Il est bien connu qu'en août, les marchés sont censés se reposer. À l'exception de quelques lapsus inutiles lors de la conférence de Jackson Hole, il n'y a généralement pas trop de nouvelles passionnantes en août, et les marchés sont souvent en mode pilote automatique à l'approche du dernier trimestre de l'année.
Cette année, nous sommes dans une situation différente où les rendements des obligations américaines à long terme cherchent un point d'ancrage sans vraiment le trouver. La semaine dernière, le Trésor américain a vendu des obligations pour un montant de 742 milliards de dollars lors de neuf adjudications, et la semaine précédente, 638 milliards de dollars rien qu'en bons du Trésor (T-Bills).
Le rendement lors de l'adjudication à 30 ans s'élevait à 5,216 %, le plus haut niveau depuis août 2001, et lors de l'adjudication à 10 ans à 4,683 %, le plus haut niveau depuis août 2007, alors qu'au cours du mois d'août, il a également dépassé deux fois les 4,7 %. Rappelons qu'en février seulement, le rendement à 10 ans s'élevait à 3,95 %. Selon notre évaluation, il existe 3 raisons principales à la hausse des rendements à long terme aux États-Unis, et nous tenterons de vérifier si ces raisons devraient continuer à pousser les rendements à la hausse à l'avenir.
La première et principale raison de la hausse des rendements est l'incertitude concernant l'inflation et surtout la réaction de la Fed à celle-ci. Warsh a pris ses fonctions avec la perception que la Fed parle trop, et a par conséquent annulé les orientations prospectives (forward guidance) et prévoit de se débarrasser du graphique à points (Dot Plot) qui montre les prévisions de taux d'intérêt des membres de la Fed et de réduire la fréquence des apparitions publiques des membres du comité.

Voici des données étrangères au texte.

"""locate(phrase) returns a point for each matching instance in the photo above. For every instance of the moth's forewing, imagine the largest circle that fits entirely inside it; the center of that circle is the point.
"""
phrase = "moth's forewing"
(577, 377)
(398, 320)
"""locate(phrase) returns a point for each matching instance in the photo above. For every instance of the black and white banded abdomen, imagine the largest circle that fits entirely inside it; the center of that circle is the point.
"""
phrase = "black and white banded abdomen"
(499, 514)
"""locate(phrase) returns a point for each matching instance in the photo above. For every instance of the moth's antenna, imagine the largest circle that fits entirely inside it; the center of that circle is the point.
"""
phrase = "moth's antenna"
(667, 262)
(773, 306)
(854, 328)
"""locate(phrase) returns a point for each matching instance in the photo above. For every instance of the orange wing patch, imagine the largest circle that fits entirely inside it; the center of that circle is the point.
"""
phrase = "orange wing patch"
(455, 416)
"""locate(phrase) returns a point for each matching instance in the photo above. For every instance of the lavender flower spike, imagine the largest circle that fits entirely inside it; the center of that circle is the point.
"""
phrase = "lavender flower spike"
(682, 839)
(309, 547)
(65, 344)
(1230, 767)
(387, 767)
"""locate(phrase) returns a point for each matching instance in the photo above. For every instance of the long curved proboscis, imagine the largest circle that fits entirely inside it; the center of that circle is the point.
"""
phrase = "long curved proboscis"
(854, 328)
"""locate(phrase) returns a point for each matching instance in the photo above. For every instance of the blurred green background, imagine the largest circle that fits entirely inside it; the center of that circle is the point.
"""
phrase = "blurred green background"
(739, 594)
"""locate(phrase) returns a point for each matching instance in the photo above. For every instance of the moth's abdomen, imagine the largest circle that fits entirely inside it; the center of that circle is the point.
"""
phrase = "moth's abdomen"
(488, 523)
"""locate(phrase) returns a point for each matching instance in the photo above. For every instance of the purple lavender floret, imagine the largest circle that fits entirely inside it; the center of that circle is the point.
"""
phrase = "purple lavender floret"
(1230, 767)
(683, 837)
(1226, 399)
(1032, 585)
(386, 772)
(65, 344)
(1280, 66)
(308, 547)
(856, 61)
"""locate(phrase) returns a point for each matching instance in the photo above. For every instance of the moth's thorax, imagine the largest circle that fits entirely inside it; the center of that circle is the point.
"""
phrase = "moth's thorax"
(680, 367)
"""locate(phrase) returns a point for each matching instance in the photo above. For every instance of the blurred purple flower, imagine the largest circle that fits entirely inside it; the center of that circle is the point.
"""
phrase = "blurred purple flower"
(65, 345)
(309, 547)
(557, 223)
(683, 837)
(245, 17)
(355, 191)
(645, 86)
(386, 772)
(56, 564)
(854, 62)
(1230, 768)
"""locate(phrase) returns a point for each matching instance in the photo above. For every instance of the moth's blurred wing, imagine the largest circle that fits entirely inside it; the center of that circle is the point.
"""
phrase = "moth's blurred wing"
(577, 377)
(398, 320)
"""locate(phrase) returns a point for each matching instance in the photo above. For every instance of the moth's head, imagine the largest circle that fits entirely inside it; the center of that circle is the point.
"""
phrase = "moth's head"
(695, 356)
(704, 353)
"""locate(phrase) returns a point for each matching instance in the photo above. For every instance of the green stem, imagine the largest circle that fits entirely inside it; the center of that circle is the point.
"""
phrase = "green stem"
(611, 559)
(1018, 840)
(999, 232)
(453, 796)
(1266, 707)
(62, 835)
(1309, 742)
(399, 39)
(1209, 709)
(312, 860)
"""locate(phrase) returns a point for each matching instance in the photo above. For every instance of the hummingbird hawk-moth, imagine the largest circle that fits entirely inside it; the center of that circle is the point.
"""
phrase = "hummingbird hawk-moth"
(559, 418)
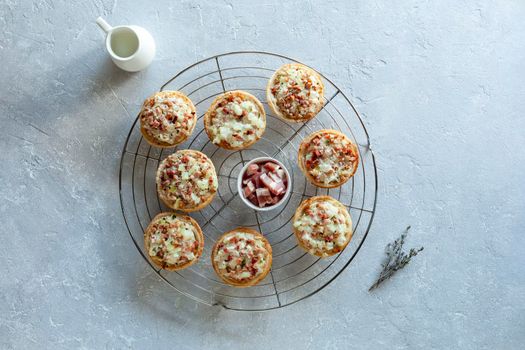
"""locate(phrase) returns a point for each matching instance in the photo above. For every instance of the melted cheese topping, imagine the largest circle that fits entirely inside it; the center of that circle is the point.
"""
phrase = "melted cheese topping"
(297, 92)
(323, 227)
(237, 121)
(173, 240)
(187, 178)
(330, 158)
(241, 256)
(167, 118)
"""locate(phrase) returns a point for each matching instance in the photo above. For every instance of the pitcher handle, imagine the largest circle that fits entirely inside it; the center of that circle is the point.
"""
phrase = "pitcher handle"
(104, 25)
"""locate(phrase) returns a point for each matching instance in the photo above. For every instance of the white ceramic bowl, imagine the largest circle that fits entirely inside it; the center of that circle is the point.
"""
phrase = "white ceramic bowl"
(288, 184)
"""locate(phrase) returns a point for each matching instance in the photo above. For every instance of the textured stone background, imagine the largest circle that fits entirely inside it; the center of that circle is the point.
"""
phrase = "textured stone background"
(440, 85)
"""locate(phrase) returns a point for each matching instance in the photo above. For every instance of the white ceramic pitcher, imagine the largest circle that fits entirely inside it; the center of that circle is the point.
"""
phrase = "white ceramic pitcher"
(131, 48)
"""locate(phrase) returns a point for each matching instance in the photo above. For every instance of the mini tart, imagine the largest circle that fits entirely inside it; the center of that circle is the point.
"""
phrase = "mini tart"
(235, 120)
(295, 92)
(167, 118)
(328, 158)
(242, 257)
(173, 241)
(186, 180)
(322, 226)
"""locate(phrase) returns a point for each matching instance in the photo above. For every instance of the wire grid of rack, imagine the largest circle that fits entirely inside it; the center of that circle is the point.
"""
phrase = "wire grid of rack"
(295, 274)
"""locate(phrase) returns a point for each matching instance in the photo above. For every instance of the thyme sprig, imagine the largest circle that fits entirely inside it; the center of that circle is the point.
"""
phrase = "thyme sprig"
(395, 259)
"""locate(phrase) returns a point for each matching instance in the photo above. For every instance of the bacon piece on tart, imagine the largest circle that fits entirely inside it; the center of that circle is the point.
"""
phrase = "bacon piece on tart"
(295, 92)
(242, 257)
(322, 226)
(186, 180)
(328, 158)
(167, 118)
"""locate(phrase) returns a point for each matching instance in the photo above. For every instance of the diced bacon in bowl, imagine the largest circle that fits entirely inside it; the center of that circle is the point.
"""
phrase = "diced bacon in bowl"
(252, 169)
(271, 166)
(263, 184)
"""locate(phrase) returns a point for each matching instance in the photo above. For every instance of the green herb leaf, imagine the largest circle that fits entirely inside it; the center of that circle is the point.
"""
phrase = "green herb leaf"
(395, 259)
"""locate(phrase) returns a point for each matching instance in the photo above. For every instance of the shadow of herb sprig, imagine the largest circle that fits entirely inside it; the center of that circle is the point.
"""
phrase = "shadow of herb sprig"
(395, 259)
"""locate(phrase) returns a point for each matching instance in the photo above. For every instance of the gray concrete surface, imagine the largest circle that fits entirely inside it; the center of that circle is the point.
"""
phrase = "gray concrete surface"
(440, 85)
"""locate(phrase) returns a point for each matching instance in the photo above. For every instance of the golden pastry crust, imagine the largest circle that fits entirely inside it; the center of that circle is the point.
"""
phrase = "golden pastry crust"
(169, 226)
(322, 226)
(235, 109)
(328, 158)
(167, 118)
(295, 92)
(186, 180)
(257, 269)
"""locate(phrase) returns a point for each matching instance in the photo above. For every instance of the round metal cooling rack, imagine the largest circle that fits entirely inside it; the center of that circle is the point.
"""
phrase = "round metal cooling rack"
(295, 274)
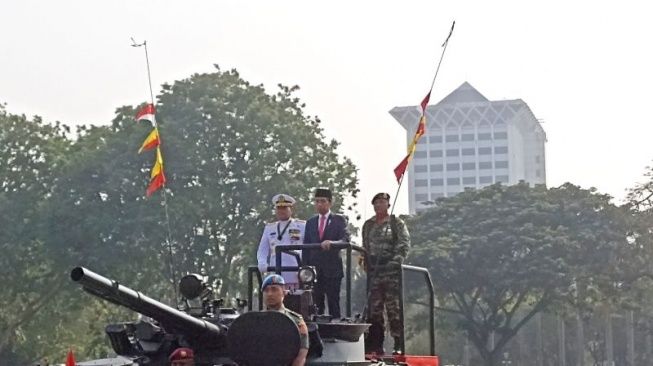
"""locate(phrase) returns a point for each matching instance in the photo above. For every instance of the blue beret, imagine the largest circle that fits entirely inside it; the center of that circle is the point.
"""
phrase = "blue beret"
(272, 279)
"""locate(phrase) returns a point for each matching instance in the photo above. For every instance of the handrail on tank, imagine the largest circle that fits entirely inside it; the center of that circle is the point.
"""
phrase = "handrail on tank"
(429, 282)
(280, 249)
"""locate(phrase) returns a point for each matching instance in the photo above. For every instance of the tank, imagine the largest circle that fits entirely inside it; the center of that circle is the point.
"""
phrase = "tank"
(223, 336)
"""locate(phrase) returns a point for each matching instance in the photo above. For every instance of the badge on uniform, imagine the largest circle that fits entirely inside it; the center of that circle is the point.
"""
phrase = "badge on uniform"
(302, 327)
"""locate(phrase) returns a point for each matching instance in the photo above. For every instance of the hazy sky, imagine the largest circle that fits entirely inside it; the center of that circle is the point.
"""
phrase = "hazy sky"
(584, 68)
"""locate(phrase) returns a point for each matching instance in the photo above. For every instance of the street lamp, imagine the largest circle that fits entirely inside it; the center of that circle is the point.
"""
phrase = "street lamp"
(505, 360)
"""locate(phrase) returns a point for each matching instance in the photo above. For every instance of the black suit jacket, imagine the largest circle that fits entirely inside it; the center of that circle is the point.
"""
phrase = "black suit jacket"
(328, 263)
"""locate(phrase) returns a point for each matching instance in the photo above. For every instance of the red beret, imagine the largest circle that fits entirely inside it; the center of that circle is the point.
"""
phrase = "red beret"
(181, 354)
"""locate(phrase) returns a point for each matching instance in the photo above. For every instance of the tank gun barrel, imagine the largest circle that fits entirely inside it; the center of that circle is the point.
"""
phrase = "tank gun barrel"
(115, 293)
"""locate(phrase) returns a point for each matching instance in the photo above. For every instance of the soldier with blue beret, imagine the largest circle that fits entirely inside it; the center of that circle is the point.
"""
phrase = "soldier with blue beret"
(273, 289)
(286, 230)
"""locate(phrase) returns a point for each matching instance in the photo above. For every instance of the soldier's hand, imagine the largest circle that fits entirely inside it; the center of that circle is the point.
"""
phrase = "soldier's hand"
(326, 244)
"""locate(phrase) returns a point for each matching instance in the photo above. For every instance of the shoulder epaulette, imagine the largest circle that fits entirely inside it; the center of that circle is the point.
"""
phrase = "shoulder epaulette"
(290, 312)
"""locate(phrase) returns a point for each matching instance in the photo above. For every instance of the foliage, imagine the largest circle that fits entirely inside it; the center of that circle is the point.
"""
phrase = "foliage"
(499, 250)
(227, 147)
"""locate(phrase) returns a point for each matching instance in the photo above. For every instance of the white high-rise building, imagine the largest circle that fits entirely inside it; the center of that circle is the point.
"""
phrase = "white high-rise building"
(471, 141)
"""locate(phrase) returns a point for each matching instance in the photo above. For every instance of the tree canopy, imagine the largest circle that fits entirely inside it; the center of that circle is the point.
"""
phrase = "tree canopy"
(500, 255)
(228, 147)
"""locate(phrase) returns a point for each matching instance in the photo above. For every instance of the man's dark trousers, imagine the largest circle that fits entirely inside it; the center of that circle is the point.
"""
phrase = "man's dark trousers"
(328, 263)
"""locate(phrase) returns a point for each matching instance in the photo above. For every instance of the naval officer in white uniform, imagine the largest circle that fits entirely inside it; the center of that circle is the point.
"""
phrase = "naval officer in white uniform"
(286, 230)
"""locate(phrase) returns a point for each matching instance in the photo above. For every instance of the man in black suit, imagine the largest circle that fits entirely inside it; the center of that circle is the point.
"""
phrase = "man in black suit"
(326, 228)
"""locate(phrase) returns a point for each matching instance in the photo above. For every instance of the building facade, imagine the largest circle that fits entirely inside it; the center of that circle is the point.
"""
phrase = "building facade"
(473, 142)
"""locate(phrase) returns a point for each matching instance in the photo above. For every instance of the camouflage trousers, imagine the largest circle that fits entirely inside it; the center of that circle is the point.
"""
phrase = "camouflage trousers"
(384, 295)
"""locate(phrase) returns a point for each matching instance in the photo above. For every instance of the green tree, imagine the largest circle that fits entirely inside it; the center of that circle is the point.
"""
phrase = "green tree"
(227, 148)
(31, 155)
(500, 255)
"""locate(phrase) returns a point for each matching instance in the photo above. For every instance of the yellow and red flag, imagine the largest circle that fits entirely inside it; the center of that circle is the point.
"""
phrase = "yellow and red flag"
(157, 178)
(70, 360)
(400, 170)
(147, 113)
(151, 141)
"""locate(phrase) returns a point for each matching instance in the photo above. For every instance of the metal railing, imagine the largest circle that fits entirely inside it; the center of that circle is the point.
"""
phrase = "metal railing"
(349, 248)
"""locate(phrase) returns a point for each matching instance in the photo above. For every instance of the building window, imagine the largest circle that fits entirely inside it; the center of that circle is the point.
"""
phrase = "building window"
(467, 137)
(501, 150)
(453, 181)
(484, 136)
(469, 151)
(453, 152)
(435, 139)
(469, 180)
(485, 151)
(485, 165)
(421, 197)
(420, 169)
(420, 154)
(437, 182)
(453, 167)
(501, 135)
(435, 153)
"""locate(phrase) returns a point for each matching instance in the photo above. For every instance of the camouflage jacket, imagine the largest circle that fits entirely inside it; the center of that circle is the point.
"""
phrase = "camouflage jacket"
(382, 248)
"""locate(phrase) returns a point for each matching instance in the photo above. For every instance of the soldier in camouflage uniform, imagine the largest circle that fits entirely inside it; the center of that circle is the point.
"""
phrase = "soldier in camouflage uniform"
(386, 241)
(273, 289)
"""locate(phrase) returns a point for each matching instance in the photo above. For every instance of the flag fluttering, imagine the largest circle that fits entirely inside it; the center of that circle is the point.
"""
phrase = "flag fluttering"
(157, 178)
(70, 360)
(400, 170)
(151, 141)
(147, 114)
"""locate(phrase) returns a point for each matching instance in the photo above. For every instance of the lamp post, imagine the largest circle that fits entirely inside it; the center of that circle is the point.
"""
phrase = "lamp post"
(505, 360)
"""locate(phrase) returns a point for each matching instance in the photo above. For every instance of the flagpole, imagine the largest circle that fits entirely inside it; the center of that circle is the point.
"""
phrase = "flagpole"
(165, 196)
(424, 103)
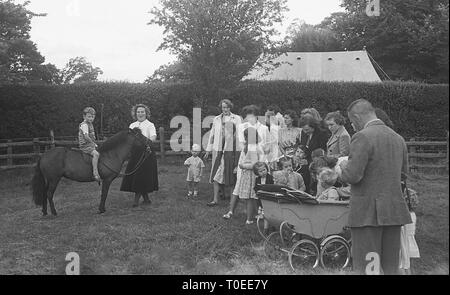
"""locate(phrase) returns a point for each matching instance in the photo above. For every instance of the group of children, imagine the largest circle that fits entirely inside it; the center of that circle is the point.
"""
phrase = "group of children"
(324, 171)
(255, 171)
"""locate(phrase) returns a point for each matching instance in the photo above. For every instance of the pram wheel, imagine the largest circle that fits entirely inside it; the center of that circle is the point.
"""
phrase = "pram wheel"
(273, 246)
(304, 253)
(260, 226)
(335, 253)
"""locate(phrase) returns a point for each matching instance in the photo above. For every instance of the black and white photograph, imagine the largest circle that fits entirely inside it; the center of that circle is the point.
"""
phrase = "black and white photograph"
(203, 140)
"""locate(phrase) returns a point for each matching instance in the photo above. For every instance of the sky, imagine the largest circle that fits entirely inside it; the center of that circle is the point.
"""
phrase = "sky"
(114, 36)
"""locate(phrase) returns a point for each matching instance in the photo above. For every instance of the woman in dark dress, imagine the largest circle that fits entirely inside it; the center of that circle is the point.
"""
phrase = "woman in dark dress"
(313, 137)
(145, 179)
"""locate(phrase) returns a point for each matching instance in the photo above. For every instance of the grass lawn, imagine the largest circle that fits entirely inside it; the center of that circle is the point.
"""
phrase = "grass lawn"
(173, 235)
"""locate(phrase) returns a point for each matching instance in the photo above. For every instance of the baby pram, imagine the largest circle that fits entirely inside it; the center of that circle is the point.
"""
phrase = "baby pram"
(309, 231)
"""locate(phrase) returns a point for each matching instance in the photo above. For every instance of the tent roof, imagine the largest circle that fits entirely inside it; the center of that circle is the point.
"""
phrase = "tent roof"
(320, 66)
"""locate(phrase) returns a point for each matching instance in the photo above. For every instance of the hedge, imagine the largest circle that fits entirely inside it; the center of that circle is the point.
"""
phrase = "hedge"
(31, 111)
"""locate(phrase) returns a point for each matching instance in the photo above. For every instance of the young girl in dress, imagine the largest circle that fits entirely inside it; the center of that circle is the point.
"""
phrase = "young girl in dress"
(252, 154)
(288, 177)
(261, 169)
(327, 179)
(195, 168)
(408, 244)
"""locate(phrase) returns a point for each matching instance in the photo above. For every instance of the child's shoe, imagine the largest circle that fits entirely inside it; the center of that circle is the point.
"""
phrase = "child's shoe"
(228, 215)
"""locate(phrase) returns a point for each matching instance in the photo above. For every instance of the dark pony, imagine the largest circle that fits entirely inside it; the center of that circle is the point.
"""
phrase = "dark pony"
(73, 164)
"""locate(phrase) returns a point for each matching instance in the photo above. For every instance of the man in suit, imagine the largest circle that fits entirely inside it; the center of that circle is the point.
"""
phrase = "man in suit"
(378, 156)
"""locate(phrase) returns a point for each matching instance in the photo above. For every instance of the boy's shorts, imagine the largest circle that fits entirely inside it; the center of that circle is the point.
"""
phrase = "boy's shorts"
(88, 149)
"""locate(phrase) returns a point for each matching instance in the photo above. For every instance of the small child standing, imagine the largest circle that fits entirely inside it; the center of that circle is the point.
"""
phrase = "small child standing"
(195, 170)
(288, 177)
(252, 154)
(327, 179)
(408, 244)
(261, 169)
(86, 139)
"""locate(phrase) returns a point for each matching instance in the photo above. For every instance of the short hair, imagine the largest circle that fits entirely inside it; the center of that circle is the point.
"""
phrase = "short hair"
(140, 105)
(250, 109)
(328, 176)
(291, 114)
(252, 133)
(313, 112)
(227, 102)
(318, 153)
(336, 117)
(285, 160)
(88, 110)
(274, 108)
(363, 107)
(384, 117)
(310, 121)
(322, 162)
(259, 165)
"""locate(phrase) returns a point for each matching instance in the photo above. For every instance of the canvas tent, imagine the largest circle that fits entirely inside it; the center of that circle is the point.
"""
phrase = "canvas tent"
(320, 66)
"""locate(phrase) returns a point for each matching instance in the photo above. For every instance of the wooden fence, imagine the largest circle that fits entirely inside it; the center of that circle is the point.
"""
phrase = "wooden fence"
(424, 156)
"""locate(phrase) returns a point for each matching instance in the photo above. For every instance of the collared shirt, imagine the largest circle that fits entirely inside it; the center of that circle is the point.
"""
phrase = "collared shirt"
(365, 126)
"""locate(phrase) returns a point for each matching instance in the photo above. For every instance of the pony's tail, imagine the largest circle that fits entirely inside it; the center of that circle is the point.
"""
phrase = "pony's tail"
(38, 185)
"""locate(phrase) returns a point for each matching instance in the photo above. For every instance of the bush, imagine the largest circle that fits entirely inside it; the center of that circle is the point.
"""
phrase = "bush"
(31, 111)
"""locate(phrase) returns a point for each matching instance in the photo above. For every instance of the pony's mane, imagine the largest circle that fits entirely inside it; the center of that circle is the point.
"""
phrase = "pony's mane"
(113, 141)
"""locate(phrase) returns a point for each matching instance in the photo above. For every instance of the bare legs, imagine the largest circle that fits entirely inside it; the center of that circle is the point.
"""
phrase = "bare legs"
(216, 188)
(251, 209)
(95, 156)
(192, 188)
(137, 197)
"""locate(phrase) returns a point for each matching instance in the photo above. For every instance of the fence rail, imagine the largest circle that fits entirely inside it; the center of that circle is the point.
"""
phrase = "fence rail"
(423, 155)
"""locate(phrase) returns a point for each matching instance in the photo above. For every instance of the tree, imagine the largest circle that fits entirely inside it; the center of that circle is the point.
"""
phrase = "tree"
(79, 70)
(308, 38)
(218, 41)
(20, 62)
(409, 39)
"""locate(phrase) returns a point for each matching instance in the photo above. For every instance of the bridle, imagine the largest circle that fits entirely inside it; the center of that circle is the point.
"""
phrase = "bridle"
(147, 151)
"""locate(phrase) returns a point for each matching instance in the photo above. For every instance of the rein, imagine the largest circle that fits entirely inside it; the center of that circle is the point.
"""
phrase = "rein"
(139, 164)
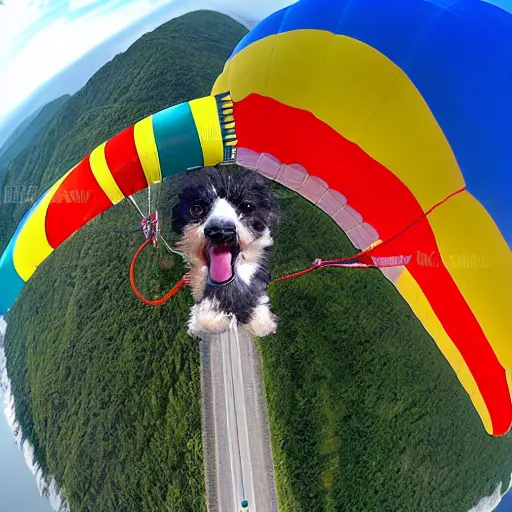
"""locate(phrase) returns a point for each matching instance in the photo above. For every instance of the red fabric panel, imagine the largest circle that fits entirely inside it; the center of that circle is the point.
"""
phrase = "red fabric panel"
(296, 136)
(124, 163)
(78, 200)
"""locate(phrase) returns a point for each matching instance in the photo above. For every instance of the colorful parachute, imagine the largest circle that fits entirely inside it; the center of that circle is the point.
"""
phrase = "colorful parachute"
(394, 117)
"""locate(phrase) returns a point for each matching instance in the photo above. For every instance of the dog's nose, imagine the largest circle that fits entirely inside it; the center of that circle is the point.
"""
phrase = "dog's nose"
(221, 232)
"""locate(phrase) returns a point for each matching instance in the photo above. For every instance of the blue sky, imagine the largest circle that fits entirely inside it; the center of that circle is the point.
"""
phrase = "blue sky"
(40, 38)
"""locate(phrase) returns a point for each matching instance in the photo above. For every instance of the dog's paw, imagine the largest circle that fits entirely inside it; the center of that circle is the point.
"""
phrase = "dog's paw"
(263, 322)
(205, 318)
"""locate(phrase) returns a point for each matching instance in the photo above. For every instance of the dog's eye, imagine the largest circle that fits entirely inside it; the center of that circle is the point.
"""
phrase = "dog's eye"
(196, 210)
(247, 207)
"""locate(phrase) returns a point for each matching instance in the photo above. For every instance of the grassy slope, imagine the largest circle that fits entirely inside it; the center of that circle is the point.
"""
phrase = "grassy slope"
(108, 389)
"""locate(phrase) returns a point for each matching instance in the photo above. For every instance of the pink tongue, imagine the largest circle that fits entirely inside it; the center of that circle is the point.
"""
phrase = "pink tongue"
(220, 264)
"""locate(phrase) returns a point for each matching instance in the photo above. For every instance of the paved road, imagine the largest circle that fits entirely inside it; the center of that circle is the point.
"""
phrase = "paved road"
(238, 458)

L'intention de Warsh est de restaurer la capacité de la Fed à provoquer des chocs afin que la transmission monétaire soit plus forte, mais la signification pratique est que le marché est tenu de prendre en compte à la fois une inflation qui refuse de baisser, une dispersion plus large des scénarios, et la crainte que la Fed soit prête à tolérer une inflation supérieure à l'objectif afin de ne pas augmenter le taux d'intérêt. Le prix de cette incertitude se reflète dans une prime de risque plus élevée dans la partie longue de la courbe, où l'écart entre le rendement à 30 ans et le taux effectif de la Fed s'est élargi à 152 points de base.
La deuxième raison se trouve en dehors des États-Unis. Les données sur les flux de capitaux pour juin ont montré que les détenteurs étrangers ont réduit leurs avoirs de 72 milliards de dollars à 9,3 billions, les banques centrales et les gouvernements étant responsables de 70 milliards de dollars de ce montant, et leurs avoirs sont tombés à 3,78 billions, un plus bas depuis février 2024. La grande histoire, au-delà de la Chine qui a vendu des obligations pour une valeur de 42 milliards de dollars, est bien sûr le Japon qui a réduit à lui seul ses avoirs de 26 milliards de dollars en juin et de 123 milliards depuis février.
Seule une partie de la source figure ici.